The results of the efficiency of Ibuprofen extraction using the fabricated PIMs are as shown in Figure 6. Removal efficiency increased significantly between the doped PIMs and the control PIM GO after 96 hr. All the GO-doped PIMs showed good extraction performance. However, PIM G3 gave the highest removal efficiency of ~77%. The least value of ~70% removal efficiency obtained in the present work is greater than the optimum value of ~55% obtained by Moulahcene et al. [43] using PIM consisting of an insoluble β-CD polymer as a carrier in the presence of dibuthylphtalate (DBP) as a plasticizer. This study established that graphene oxide doped PIM with Aliquat 336 exchange carrier can effectively extract emerging Ibuprofen contaminant from aqueous water as opined by [71]. The present finding also confirmed the claim that the good negative charge surface area of GO and its electrostatic interactions are ideal sorbents, particularly for aromatic ring molecules such as the Ibuprofen drug [13,16,18,72,73,74].

Figure 6

Effect of graphene concentration in the doped PIM on Ibuprofen extraction efficiency.

3.2.2. Effect of pH of Feed Solution on Ibuprofen Extraction

To investigate the effect of pH on the removal efficiency of Ibuprofen, the pH of the feeding solution was adjusted to 2, 6, and 10 (Figure 7). It is well known that the pH of feed solution significantly affects the removal effectiveness of pharmaceutical contaminants using membranes [30]. The result shows an extraction efficiency of ~84%, ~83%, and ~77% at the feed solution pH of 10, 6, and 2, respectively.

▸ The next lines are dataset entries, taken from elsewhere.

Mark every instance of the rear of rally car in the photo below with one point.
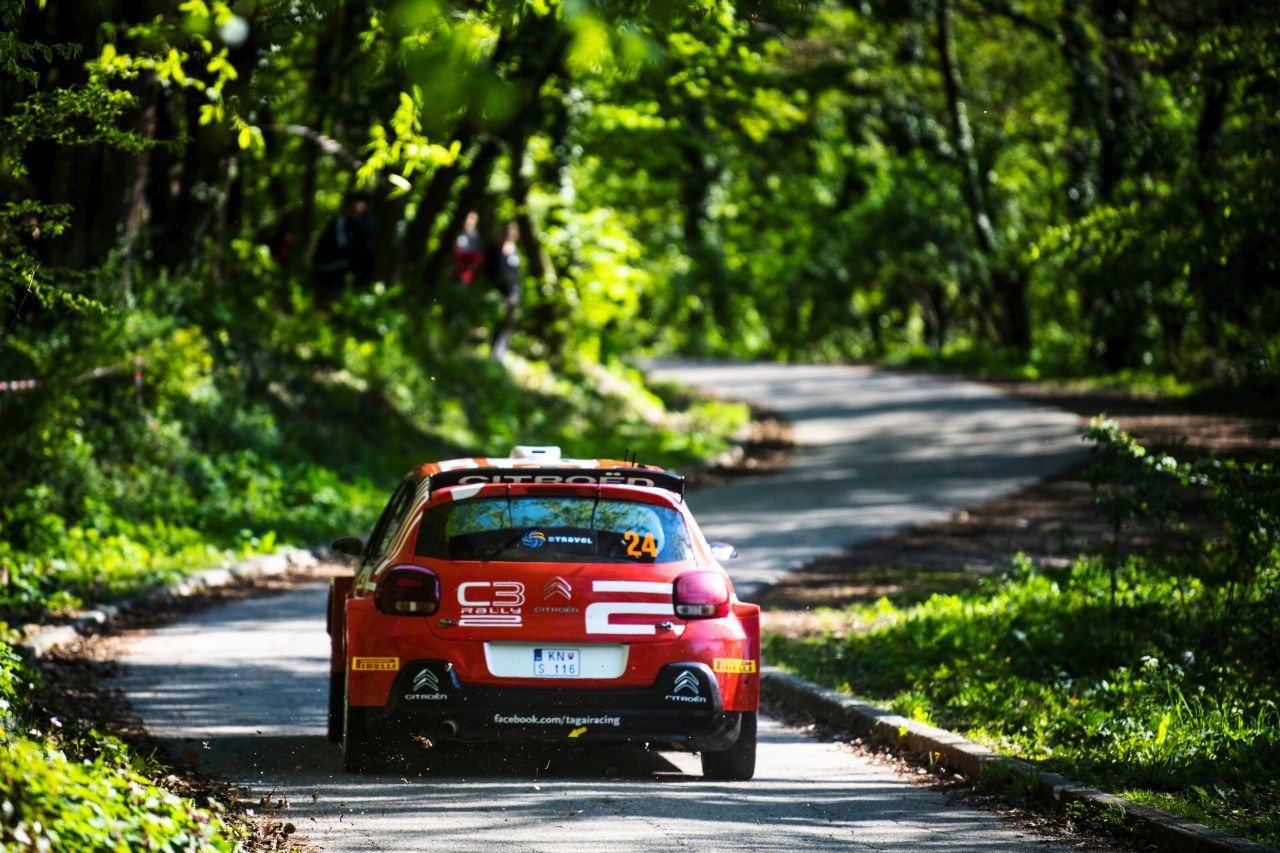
(554, 611)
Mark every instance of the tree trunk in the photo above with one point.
(1009, 287)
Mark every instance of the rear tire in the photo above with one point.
(337, 698)
(361, 748)
(737, 762)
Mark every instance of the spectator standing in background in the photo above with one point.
(469, 250)
(511, 286)
(346, 249)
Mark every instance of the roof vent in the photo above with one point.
(540, 452)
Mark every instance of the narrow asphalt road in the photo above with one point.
(242, 687)
(876, 451)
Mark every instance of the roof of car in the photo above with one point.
(548, 471)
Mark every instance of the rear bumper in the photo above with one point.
(681, 708)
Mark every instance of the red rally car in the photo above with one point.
(540, 598)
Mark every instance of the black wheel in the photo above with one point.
(737, 762)
(337, 697)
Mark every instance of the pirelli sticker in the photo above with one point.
(732, 665)
(375, 664)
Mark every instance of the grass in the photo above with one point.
(1169, 698)
(131, 505)
(88, 792)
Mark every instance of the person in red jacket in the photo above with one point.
(469, 250)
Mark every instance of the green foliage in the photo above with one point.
(1155, 674)
(94, 794)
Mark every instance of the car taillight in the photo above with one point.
(408, 591)
(700, 594)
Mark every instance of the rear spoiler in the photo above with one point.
(652, 478)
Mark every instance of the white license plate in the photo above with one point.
(556, 662)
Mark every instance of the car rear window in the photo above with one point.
(553, 529)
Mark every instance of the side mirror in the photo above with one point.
(723, 551)
(350, 546)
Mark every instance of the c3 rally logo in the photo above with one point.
(375, 664)
(492, 603)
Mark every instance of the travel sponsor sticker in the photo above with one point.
(375, 664)
(732, 665)
(492, 605)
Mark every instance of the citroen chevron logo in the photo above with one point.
(426, 679)
(686, 682)
(557, 587)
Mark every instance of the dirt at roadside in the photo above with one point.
(1051, 521)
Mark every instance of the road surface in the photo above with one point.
(242, 687)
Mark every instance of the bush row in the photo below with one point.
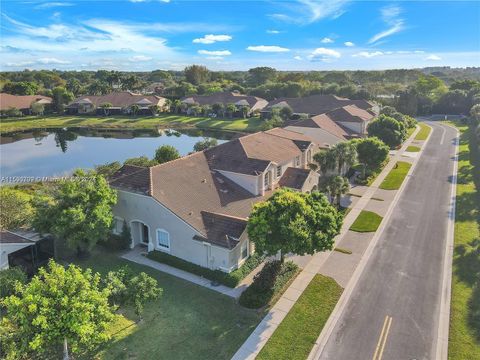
(268, 283)
(231, 279)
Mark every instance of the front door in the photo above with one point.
(145, 234)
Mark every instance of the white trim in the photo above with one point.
(158, 246)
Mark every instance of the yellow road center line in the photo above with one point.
(385, 339)
(380, 339)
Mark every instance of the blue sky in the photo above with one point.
(237, 35)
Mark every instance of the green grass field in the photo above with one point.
(296, 335)
(424, 132)
(413, 148)
(128, 122)
(367, 221)
(464, 337)
(396, 176)
(186, 322)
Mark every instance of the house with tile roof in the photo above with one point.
(196, 207)
(120, 103)
(227, 97)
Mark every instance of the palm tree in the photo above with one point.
(337, 186)
(346, 155)
(134, 109)
(231, 109)
(106, 108)
(326, 160)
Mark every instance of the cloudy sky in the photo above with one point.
(238, 35)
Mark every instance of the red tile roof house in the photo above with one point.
(254, 103)
(196, 207)
(22, 102)
(121, 104)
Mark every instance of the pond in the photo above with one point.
(57, 152)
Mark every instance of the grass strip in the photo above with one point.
(367, 221)
(297, 333)
(413, 148)
(395, 177)
(464, 335)
(423, 133)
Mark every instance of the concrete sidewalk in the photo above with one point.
(343, 269)
(137, 255)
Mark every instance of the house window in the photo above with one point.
(279, 171)
(118, 226)
(163, 240)
(244, 249)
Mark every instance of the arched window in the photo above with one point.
(163, 240)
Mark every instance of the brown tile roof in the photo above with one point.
(7, 237)
(119, 99)
(317, 104)
(222, 229)
(21, 101)
(294, 178)
(132, 178)
(350, 113)
(324, 122)
(227, 98)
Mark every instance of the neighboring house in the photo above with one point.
(317, 104)
(196, 207)
(22, 102)
(121, 103)
(25, 249)
(225, 98)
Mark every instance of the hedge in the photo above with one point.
(231, 279)
(268, 284)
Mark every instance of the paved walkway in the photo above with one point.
(337, 265)
(137, 255)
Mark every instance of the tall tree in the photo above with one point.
(58, 306)
(294, 222)
(196, 74)
(78, 212)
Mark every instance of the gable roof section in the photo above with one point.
(119, 99)
(21, 101)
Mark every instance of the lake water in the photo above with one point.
(57, 152)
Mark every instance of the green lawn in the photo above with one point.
(296, 335)
(464, 337)
(367, 221)
(124, 122)
(413, 148)
(186, 322)
(395, 177)
(424, 131)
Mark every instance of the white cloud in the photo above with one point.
(210, 39)
(433, 57)
(367, 54)
(310, 11)
(324, 54)
(215, 52)
(140, 58)
(389, 15)
(268, 48)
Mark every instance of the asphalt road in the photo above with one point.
(393, 312)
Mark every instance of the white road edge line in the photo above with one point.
(446, 291)
(317, 349)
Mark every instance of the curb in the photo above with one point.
(345, 297)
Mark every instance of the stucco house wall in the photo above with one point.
(134, 208)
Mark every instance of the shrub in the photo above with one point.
(8, 280)
(231, 279)
(268, 284)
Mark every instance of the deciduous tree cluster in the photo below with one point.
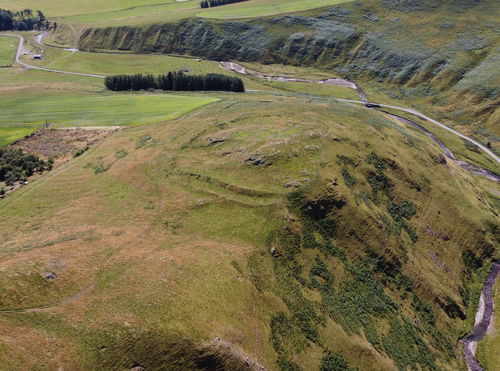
(23, 20)
(16, 165)
(212, 3)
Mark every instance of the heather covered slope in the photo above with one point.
(437, 55)
(286, 236)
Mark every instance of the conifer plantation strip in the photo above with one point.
(175, 81)
(212, 3)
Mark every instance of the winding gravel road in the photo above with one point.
(231, 66)
(485, 311)
(20, 49)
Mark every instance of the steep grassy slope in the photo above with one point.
(434, 54)
(286, 227)
(7, 51)
(127, 12)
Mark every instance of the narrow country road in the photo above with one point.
(20, 49)
(427, 118)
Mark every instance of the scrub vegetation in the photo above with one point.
(277, 227)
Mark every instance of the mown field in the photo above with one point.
(8, 47)
(187, 221)
(128, 12)
(9, 134)
(300, 230)
(89, 110)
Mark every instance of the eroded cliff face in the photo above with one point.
(428, 50)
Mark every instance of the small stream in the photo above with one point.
(484, 313)
(484, 316)
(230, 66)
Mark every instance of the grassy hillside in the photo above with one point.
(128, 12)
(7, 51)
(278, 227)
(166, 232)
(436, 55)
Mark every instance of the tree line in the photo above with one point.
(16, 165)
(174, 81)
(211, 3)
(23, 20)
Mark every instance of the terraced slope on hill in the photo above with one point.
(334, 237)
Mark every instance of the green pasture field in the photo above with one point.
(9, 134)
(91, 110)
(8, 47)
(127, 12)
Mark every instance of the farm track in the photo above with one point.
(485, 310)
(20, 49)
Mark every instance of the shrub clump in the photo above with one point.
(16, 165)
(23, 20)
(212, 3)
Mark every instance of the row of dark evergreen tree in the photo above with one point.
(212, 3)
(23, 20)
(176, 81)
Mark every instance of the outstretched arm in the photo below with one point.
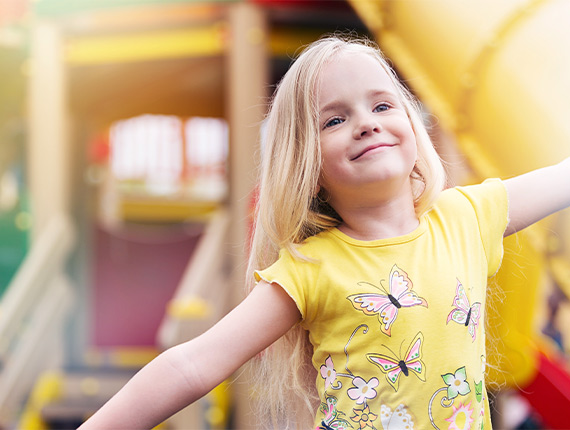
(186, 372)
(537, 194)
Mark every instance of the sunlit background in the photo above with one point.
(129, 141)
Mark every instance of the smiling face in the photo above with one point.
(368, 145)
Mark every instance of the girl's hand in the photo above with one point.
(186, 372)
(536, 194)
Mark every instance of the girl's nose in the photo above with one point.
(367, 126)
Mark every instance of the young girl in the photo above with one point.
(373, 280)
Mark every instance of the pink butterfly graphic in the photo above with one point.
(393, 367)
(386, 305)
(463, 312)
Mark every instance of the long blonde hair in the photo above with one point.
(288, 212)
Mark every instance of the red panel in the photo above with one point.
(549, 392)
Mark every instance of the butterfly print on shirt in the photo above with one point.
(395, 366)
(387, 304)
(463, 313)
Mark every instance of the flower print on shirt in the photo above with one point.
(385, 305)
(332, 417)
(461, 419)
(328, 373)
(456, 383)
(397, 419)
(364, 418)
(362, 390)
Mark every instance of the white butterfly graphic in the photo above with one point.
(464, 313)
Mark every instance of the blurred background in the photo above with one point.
(129, 141)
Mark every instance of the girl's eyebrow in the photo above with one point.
(336, 104)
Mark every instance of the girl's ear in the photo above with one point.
(317, 190)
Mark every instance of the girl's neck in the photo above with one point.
(389, 219)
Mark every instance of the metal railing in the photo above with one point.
(32, 314)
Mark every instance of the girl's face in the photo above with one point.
(367, 142)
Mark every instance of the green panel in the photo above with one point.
(13, 244)
(64, 7)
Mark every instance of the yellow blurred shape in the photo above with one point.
(181, 43)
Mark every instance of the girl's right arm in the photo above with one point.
(188, 371)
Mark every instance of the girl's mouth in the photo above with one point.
(379, 146)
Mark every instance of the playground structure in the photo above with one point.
(494, 75)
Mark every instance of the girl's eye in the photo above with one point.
(382, 107)
(333, 122)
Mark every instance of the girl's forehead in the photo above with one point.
(353, 71)
(356, 63)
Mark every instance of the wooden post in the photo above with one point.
(247, 71)
(48, 149)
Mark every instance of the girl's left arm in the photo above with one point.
(537, 194)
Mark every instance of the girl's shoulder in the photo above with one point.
(491, 193)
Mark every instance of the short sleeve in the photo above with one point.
(490, 202)
(284, 273)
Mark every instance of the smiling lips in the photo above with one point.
(371, 148)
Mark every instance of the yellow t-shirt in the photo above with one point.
(397, 325)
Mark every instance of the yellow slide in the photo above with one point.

The results indicate that the extraction efficiency increased when the pH of the feed solution increased. However, the effect of feed solution pH on Ibuprofen extraction efficiency using GO-dosed PIM is not very pronounced in the present study. The maximum extraction efficiency of ~84 percent occurs at a pH of 10.

Figure 7

Effect of the pH of the feed solution on Ibuprofen extraction efficiency.

4. Conclusions

The effect of GO enhanced PIM by incorporating a small amount of GO as nanoparticle and Aliquat carrier on the remediation of trace Ibuprofen (a pharmaceutical contaminant of emerging concerns) and membrane stability was successfully studied. The fabricated GO-doped PIM was more stable in acidic and neutral media than in the alkaline medium. Furthermore, the optimum extraction efficiency of ~84% obtained indicates a high potential for Ibuprofen extraction using GO doped PIM. However, further research is required to improve the stability of the GO doped PIM and to study the effect of other operating conditions, such as the feed concentration and receiving phase types.